A mathematical model is envisioned for the nanofluid flow containing carbon nanotubes (CNTs) with ethylene glycol as a base fluid in a rotating channel with an upper permeable wall. However, the lower one is moving with a variable velocity to instigate centripetal forces and forced convection accompanied by Coriolis with the fluid's rotation. The uniqueness of the proposed model is supplemented by adding the Cattaneo-Christov (C-C) heat flux's impact with thermal stratification. The behavior of single-walled carbon nanotubes (SWCNTs) and multi-walled carbon nanotubes (MWCNTs) is analyzed between two rotating plates.
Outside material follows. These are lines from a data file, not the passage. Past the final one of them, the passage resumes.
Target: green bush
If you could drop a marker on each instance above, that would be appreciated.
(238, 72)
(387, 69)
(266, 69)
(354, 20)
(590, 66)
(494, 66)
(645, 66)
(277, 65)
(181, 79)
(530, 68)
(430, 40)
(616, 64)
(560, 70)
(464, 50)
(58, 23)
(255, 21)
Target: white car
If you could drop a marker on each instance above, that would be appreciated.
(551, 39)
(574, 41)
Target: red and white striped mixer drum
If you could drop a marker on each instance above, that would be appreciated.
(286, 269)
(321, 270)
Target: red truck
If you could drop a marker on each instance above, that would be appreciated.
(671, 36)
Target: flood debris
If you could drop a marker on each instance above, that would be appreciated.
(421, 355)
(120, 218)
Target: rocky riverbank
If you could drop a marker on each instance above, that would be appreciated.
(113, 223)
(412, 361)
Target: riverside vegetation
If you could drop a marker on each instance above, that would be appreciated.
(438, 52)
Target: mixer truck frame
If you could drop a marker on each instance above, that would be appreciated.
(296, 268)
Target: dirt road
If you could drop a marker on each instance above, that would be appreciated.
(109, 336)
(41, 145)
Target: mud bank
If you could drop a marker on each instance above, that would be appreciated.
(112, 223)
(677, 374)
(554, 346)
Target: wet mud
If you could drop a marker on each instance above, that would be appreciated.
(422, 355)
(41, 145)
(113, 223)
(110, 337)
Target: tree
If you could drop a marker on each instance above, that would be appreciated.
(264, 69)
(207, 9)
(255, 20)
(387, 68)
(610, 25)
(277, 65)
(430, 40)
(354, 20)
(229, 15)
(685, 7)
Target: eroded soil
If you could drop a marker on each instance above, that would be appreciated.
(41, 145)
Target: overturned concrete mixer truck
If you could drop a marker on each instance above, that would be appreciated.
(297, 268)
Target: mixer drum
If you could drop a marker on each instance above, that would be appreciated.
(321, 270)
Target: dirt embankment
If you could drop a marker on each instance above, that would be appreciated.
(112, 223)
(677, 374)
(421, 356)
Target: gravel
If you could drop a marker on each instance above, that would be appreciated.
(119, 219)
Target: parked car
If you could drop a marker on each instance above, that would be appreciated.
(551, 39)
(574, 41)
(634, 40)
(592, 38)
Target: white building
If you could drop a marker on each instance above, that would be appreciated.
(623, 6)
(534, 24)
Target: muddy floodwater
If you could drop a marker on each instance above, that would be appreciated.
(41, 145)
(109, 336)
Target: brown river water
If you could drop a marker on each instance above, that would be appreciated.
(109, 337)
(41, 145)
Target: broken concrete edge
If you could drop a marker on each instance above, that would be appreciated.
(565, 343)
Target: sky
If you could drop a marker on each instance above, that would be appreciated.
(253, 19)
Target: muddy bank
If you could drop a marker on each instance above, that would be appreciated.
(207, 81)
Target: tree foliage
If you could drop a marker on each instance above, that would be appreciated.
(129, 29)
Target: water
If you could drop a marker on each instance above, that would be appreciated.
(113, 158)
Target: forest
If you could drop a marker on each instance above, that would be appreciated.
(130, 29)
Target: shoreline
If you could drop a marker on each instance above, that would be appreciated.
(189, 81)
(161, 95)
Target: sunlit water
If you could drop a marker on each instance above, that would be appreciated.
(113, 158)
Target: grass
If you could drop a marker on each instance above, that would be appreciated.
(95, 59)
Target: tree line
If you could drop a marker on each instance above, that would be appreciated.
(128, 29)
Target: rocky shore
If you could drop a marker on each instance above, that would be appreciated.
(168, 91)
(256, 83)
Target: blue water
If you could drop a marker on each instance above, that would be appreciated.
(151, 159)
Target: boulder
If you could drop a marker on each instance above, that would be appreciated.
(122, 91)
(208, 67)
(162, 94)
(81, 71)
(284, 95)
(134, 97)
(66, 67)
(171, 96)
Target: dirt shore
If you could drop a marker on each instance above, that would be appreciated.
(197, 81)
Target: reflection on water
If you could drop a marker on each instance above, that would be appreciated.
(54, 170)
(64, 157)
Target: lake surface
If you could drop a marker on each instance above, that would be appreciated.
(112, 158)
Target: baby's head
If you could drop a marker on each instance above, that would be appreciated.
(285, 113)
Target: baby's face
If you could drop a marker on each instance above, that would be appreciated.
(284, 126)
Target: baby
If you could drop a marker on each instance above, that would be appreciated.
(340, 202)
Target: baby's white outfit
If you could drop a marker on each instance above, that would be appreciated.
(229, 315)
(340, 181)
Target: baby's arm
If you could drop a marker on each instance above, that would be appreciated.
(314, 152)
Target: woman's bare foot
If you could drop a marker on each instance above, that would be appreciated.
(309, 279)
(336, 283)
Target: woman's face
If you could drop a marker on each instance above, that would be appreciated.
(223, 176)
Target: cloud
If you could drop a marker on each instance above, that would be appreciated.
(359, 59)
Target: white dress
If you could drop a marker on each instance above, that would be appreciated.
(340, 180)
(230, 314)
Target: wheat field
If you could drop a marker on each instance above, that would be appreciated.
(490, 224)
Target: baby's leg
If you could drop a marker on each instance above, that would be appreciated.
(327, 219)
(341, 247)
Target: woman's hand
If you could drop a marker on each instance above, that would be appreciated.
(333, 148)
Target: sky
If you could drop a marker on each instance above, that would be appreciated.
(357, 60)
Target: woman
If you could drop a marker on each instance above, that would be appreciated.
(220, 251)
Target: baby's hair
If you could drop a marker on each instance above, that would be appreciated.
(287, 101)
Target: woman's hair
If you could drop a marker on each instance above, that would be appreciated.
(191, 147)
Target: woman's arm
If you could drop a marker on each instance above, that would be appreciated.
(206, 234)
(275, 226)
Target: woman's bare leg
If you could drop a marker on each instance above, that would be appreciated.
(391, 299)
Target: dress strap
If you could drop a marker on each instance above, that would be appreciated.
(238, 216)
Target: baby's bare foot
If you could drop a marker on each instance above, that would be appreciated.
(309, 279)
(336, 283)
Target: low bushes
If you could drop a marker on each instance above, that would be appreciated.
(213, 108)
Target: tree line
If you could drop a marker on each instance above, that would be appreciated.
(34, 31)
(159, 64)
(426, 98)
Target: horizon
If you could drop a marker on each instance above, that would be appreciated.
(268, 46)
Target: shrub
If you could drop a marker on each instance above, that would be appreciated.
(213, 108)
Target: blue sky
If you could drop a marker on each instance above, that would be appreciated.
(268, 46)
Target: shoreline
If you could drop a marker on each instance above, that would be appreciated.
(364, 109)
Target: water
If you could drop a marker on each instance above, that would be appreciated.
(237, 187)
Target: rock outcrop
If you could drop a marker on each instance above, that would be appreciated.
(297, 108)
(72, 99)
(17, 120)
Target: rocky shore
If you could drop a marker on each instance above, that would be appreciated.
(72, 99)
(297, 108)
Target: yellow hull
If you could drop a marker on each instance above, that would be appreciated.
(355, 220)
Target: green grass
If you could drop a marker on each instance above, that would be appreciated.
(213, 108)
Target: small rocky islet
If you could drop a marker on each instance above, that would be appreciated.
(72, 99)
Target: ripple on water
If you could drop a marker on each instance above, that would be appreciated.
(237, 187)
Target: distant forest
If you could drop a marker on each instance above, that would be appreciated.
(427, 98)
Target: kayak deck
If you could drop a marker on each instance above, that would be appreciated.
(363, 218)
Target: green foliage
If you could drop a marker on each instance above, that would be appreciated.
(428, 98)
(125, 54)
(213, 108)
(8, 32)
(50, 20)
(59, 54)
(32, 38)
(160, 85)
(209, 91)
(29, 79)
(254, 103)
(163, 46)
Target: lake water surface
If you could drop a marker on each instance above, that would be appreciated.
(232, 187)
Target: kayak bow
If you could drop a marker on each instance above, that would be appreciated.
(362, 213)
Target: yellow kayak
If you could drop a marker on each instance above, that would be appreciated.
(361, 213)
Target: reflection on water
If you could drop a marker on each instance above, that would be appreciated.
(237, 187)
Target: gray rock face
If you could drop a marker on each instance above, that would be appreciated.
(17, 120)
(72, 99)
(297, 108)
The rotation of the fluid causes the lower plate to move with variable velocity thus producing forced convection with Coriolis and centripetal impact, nevertheless, the upper plate is porous. The well-suited transformations are employed to obtain the dimensionless governing equations' system. Thermo-physical characteristics of the ethylene-glycol and CNTs of both types are utilized to accomplish the numerical solution by MATLAB's function bvp4c. Sketches of arising parameters versus all distributions defined in the problem are drawn and are well conversed. It is noticed that the two velocities show the opposite trend for the nanoparticle volume fraction. It is further noted that the temperature of the fluid is diminished when the values of the thermally stratified parameter are enhanced.